No accepting trophies on the opponent's home floor, you know.
The players grabbed their T-shirts and hats and headed to the podium that held the trophy, which they earned with a convincing, dominant performance against one of the league's most experienced teams when it comes to winning big games.
Experience. On paper, it was supposed to be the edge that belonged to the Mercury, with their two titles and yearly trips to the playoffs.
Minnesota hadn't been to the playoffs since 2004 and had never won a playoff series. A 27-7 regular season was impressive, but this was the postseason and the Lynx might not have what it takes to finish the job.
But the "experience" argument -- even perpetuated by this writer in making the dreaded preseries prediction -- turned out to be just plain wrong.

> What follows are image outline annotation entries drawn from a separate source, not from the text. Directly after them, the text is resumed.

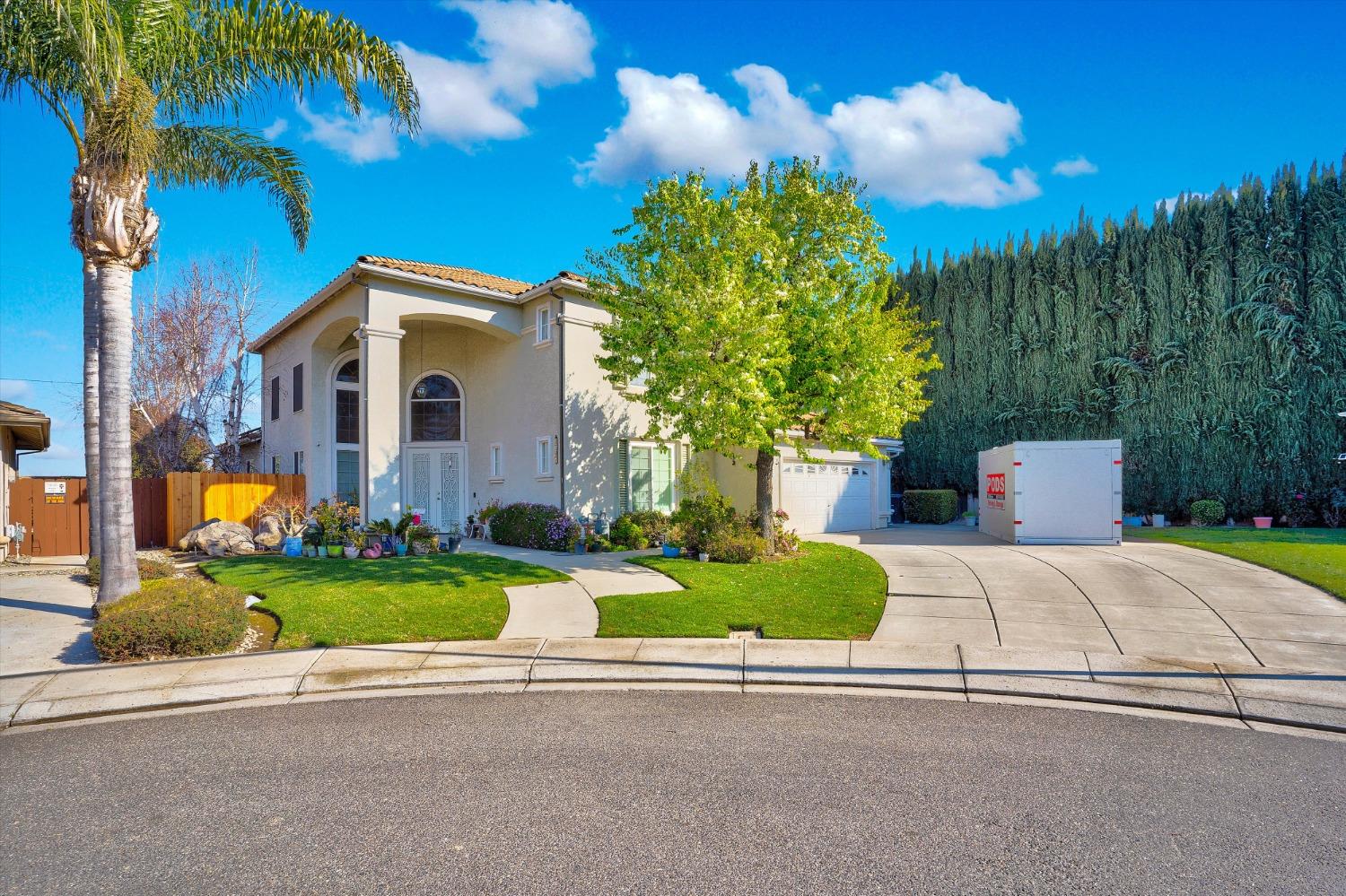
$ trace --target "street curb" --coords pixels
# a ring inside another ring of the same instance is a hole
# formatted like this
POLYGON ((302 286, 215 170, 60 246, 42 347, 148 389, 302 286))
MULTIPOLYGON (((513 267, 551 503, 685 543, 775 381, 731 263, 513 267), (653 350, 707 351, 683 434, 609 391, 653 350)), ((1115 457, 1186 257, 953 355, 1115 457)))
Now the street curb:
POLYGON ((256 701, 634 689, 1004 698, 1346 733, 1346 674, 1004 647, 674 638, 378 644, 5 675, 0 726, 256 701))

Taj McWilliams-Franklin has been in this league 12 years. The 40-year-old post, the league's oldest player, won a title in Detroit in 2008.
Lindsay Whalen played in Finals series in Connecticut in 2004 and 2005.
Rebekkah Brunson won a title in Sacramento in 2005.
Maya Moore won three NCAA titles in Connecticut.
How much more experience did we all want from this veteran, collected group of players, who merely managed to continue what they have done all season?
Turned out that the team dancing around the glass engraved trophy, chanting "Los Lynx" and stomping their feet, was the team that was supposed to be here all along.
"We've got leaders and they were prepared at every moment," Lynx coach Cheryl Reeve said. "They mentally were in the right place. I mean, Taj, there aren't too many things she hasn't seen. She's such a voice for us. Lindsay has been in the Finals before, Brunson has. We have experience. And we knew exactly what [the Mercury] were going to do when, in terms of making a run. And we were able to withstand it."
McWiliams-Franklin said she felt like the Lynx weren't getting the respect they deserved after their stellar regular season. That they were being dismissed.
"It's been challenging," McWilliams-Franklin said. "This team just has an incredible amount of courage. If you listen to anybody talking about it, everybody's talking about other people. It's never been about the Minnesota Lynx. The best record in the league and we still weren't getting anything from anybody.
"For us, this is what we do. We just do what we do."
It was indeed another "typical" Minnesota performance. Balanced and impressive.
Five players scored in double figures -- led by McWilliams-Franklin and Moore with 21 each. There was strong defense, particularly in the second half when the Lynx outscored Phoenix 60-41 and held down Penny Taylor yet again. There were big shots -- Whalen driving the lane, McWilliams-Franklin inside and Moore hitting a pair of back-breaking 3-pointers in the final four minutes as Phoenix tried to scramble back into the game.
Phoenix led 45-43 at the half, but the Lynx clamped down, got big rebounds and kept the Mercury out of their transition game by putting the ball in the net.
The Lynx dictated the tone and tempo of the game and they did it on the Mercury's home floor.
"We did it the way we wanted to do it," Moore said.
"We had to keep our composure," said guard Seimone Augustus, who rebounded from a tough first half to finish with 12 of her 16 points in the second. "We knew they were going to be aggressive and have a lot of energy and we couldn't get caught up in exerting that much energy. Just sticking to the game plan."
Of Phoenix's five postseason games, three of them were elimination games. The team that played better with its back up against the wall simply ran into a team that played better.
"They get all the credit," said Mercury star Diana Taurasi. "They came out in the second half and they set the tempo. They made a couple of plays and it got away from us."
Taurasi finished her season, in which she won a fourth straight league scoring title, with 22 points. DeWanna Bonner got the start and matched Taurasi's total.
But Taylor closed with eight points.
While the Lynx celebrated this moment, there may yet be more down the road.
"This is everything I hoped it would be," Augustus said, because this is actually her first playoff experience. "But we aren't finished yet."